The insurers' complaint alleges that the state Division of Insurance acted illegally in three ways: by imposing a "rate cap" that is arbitrary and capricious; by attempting to peg rates to a measure--the medical consumer price index--that does not predict future costs; and by violating a requirement to enable insurers to charge adequate rates based on their projected costs in covering medical care.


This is what we can expect when the government supersedes the free market in setting prices and letting competition work. Insurance companies will eventually go broke because they can't operate under the ObamaCare rate caps. At the same time, of course, they're forced to insure people with health problems who will cost more in pay-outs than they make in premiums. So our insurance companies that we may choose for ourselves will go out of business, and what are we left with? Government-issued, one-size-fits-all healthcare.

Outlandish Hypocricy

The attack on the Tea Party movement by the media and leftist/statist politicians is galling, because the events coordinated by the Tea Party are just ordinary citizens peacefully expressing their views. Does Freedom of Speech and Freedom of Assembly no longer ring our liberty bell?

Most galling is the hypocrisy -- those who decry protest today was leading it against George W Bush.

Watch this video (beware the language...the kind of language you would NEVER hear at a Tea Party rally).

Rep. Maxine Waters is completely exposed as a fraudulent hypocrite, and of course the media she talks to doesn't point out the hypocrisy. It's left to Breitbart to bring it to light.

Thursday, April 1, 2010

Google, I mean, Topeka, for info on Topeka, I mean Google

The ultimate kick-back for re-naming Topeka after Google for the month of March, Google renames itself Topeka for... (presumably April Fools Day?)

Well played gentlemen!

But now I'm confused because I have, if I've got this right, to Topeka for information on Google.
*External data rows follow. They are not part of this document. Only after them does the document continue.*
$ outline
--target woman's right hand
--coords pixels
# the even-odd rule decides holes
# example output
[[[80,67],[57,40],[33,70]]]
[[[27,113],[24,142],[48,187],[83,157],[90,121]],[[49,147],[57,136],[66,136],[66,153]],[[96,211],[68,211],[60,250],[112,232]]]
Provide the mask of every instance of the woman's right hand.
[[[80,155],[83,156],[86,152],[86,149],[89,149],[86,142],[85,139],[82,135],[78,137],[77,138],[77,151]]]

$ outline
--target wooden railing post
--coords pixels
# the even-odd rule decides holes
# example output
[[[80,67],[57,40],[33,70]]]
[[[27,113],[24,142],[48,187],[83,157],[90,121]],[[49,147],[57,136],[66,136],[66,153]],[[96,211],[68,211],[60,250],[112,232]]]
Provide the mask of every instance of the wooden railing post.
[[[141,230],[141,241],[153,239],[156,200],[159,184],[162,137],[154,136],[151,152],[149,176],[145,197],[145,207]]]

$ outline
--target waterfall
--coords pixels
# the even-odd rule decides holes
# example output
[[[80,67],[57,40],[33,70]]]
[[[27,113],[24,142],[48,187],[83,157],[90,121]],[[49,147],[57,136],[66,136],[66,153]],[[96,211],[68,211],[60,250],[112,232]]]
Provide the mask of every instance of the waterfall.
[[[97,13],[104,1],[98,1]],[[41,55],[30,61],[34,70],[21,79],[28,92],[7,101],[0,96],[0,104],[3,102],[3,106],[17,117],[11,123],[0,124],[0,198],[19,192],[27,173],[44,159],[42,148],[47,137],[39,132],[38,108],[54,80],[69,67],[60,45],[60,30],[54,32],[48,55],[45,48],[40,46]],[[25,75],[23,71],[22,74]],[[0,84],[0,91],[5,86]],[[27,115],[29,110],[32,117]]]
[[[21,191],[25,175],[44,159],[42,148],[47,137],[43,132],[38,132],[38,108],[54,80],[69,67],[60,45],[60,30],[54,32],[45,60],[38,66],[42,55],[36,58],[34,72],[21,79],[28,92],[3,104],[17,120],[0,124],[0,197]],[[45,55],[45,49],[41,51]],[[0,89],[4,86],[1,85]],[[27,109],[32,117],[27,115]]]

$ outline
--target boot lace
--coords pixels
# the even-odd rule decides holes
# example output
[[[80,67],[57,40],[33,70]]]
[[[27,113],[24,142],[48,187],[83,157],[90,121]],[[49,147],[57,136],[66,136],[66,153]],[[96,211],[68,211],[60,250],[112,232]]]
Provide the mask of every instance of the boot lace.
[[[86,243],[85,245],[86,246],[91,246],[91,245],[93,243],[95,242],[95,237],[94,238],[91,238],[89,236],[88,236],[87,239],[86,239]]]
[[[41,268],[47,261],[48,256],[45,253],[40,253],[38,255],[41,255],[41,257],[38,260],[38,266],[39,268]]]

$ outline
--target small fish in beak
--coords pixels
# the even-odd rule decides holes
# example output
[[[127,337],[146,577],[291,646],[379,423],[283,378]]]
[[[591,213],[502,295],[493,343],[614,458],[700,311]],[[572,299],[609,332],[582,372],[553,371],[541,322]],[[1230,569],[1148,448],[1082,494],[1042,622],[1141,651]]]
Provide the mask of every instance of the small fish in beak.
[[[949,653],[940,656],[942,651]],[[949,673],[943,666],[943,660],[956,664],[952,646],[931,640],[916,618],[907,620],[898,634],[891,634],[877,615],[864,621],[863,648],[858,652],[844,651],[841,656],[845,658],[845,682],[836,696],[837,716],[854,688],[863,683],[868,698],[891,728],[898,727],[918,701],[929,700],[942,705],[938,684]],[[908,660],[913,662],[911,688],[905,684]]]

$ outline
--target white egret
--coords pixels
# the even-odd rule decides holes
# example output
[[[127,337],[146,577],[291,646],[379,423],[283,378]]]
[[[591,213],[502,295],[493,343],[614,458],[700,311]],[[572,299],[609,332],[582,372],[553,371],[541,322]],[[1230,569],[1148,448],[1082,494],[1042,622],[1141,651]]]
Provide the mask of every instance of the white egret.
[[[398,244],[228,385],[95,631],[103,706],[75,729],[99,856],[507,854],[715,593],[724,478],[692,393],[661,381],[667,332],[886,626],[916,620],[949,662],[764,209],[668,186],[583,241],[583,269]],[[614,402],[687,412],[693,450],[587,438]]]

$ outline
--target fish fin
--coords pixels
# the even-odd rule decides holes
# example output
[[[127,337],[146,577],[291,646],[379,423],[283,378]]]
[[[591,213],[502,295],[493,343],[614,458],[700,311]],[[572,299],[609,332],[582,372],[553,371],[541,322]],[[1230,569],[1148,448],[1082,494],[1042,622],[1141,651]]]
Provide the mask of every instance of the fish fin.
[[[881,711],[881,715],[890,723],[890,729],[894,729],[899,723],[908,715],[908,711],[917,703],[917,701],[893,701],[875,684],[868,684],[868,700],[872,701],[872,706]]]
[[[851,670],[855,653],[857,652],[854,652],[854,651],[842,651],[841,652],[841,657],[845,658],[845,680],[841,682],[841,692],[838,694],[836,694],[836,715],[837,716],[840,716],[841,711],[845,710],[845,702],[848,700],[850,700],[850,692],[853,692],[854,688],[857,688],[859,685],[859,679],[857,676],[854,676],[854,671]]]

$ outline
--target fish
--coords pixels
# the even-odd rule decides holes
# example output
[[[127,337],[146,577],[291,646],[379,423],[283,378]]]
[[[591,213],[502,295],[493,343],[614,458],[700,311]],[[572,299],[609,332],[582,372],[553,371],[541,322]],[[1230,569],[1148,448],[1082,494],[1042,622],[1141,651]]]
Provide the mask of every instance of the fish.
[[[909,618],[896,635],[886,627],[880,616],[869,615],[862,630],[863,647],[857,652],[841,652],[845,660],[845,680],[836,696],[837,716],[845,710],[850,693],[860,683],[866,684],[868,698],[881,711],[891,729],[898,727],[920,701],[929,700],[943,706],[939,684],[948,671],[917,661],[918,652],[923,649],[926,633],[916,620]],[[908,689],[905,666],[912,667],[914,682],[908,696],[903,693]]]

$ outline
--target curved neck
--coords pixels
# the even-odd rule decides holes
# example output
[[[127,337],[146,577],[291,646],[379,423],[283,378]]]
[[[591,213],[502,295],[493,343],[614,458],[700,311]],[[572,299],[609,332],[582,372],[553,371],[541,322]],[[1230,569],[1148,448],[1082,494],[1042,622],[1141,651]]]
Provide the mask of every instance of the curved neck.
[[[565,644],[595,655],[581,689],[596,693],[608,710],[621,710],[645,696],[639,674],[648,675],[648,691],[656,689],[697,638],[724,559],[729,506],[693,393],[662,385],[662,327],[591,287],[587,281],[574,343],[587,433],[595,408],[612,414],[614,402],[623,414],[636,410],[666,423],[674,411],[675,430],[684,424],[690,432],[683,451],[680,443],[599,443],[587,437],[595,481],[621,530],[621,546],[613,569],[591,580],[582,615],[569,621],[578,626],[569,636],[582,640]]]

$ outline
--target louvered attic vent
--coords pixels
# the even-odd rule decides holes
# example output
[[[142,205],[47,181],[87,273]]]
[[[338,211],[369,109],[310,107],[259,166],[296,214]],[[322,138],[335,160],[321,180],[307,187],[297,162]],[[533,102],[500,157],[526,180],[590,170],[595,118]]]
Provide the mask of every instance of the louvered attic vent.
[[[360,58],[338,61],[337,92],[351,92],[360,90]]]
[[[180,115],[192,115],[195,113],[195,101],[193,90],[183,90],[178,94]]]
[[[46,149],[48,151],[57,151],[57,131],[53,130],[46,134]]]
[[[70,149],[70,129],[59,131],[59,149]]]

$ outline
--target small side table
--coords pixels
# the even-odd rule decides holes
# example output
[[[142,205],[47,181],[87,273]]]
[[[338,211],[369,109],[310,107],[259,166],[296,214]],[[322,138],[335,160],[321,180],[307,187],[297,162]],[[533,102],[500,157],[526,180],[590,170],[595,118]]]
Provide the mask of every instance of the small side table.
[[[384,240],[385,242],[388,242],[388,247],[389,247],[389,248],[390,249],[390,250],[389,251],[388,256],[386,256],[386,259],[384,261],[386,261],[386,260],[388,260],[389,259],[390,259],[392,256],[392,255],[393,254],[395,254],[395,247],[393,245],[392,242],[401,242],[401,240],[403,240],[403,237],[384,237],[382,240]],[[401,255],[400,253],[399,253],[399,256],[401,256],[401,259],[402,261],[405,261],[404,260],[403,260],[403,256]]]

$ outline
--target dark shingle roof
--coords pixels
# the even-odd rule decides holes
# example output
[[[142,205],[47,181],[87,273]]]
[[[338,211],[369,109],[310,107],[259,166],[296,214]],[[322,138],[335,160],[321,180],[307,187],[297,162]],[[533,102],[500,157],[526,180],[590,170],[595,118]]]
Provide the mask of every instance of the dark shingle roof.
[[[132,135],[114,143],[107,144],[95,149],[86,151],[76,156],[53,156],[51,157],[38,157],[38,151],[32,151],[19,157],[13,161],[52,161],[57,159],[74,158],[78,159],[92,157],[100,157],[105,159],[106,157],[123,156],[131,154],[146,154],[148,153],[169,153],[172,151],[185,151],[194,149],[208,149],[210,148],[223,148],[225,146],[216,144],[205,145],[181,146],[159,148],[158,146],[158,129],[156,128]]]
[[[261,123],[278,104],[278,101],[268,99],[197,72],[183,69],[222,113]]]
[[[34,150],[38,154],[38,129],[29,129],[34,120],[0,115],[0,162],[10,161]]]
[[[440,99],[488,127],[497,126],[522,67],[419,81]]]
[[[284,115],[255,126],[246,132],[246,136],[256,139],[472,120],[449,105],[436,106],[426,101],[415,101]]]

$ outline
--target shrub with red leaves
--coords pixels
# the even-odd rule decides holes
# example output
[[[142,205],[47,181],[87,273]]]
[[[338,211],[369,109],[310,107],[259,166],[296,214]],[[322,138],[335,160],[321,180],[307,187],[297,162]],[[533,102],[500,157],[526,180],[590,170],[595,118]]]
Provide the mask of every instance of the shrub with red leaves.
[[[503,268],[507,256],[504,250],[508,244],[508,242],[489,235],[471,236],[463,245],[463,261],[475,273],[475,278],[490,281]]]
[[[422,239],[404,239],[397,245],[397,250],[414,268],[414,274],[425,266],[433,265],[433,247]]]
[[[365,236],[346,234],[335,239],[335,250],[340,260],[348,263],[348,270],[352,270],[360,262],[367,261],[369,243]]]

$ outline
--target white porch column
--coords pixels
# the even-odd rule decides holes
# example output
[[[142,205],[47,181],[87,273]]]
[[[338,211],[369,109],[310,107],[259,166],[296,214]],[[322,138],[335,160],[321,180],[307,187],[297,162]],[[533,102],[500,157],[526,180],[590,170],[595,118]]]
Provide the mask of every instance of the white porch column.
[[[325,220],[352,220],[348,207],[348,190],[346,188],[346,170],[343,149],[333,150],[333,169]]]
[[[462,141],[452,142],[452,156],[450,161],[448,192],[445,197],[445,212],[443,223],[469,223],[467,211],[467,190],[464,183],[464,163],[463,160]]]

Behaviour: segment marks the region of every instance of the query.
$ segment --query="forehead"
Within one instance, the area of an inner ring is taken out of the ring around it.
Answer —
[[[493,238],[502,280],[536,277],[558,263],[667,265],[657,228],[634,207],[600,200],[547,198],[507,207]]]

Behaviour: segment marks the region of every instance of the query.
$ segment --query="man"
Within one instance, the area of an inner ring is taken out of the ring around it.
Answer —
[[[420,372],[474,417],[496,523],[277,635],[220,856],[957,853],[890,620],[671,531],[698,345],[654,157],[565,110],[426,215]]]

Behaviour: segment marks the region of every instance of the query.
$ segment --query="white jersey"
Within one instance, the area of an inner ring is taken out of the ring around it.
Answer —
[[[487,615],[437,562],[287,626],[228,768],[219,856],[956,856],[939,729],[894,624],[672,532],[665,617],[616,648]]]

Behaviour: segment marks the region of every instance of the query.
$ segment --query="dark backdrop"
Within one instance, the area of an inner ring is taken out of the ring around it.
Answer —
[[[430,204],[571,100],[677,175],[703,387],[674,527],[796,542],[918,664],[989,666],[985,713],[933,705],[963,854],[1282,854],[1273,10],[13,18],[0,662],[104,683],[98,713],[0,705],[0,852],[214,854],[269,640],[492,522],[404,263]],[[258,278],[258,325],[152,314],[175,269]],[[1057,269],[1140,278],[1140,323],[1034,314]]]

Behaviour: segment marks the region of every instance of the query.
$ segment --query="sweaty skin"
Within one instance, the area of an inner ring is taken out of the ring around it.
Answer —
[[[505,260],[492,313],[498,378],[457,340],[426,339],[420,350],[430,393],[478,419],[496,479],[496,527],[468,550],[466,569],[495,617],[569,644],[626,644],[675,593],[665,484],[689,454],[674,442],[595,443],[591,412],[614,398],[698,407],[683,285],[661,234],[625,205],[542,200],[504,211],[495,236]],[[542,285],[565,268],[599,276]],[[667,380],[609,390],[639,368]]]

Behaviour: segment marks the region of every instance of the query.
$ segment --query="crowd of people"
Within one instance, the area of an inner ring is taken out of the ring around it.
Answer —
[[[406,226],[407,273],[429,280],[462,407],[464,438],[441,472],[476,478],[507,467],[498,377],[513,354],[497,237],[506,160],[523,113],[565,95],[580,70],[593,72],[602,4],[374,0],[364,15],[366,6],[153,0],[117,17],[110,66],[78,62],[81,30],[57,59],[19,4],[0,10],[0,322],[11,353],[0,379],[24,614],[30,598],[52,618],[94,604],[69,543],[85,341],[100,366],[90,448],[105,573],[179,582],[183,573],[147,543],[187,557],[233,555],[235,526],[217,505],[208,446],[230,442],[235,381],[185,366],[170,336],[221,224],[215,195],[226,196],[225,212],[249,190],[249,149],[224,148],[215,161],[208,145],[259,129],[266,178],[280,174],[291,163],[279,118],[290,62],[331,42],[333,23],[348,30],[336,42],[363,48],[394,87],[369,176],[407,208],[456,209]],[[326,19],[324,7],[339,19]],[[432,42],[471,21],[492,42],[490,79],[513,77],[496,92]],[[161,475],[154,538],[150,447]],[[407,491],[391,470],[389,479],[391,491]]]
From Google's, er, I mean, Topeka's blog post this morning:

For 150 years, its fortuitous location at the confluence of the Kansas River and the Oregon Trail has made the city formerly known as Topeka a key jumping-off point to the new world of the West, just as for 150 months the company formerly known as Google has been a key jumping-off point to the new world of the web. When in 1858 a crucial bridge built across the Kansas River was destroyed by flooding mere months later, it was promptly rebuilt — and we too are accustomed to releasing 2.0 versions of software after stormy feedback on our ‘beta’ releases. And just as the town's nickname is "Top City," and the word “topeka” itself derives from a term used by the Kansa and Ioway tribes to refer to “a good place to dig for potatoes,” we’d like to think that our website is one of the web's top places to dig for information.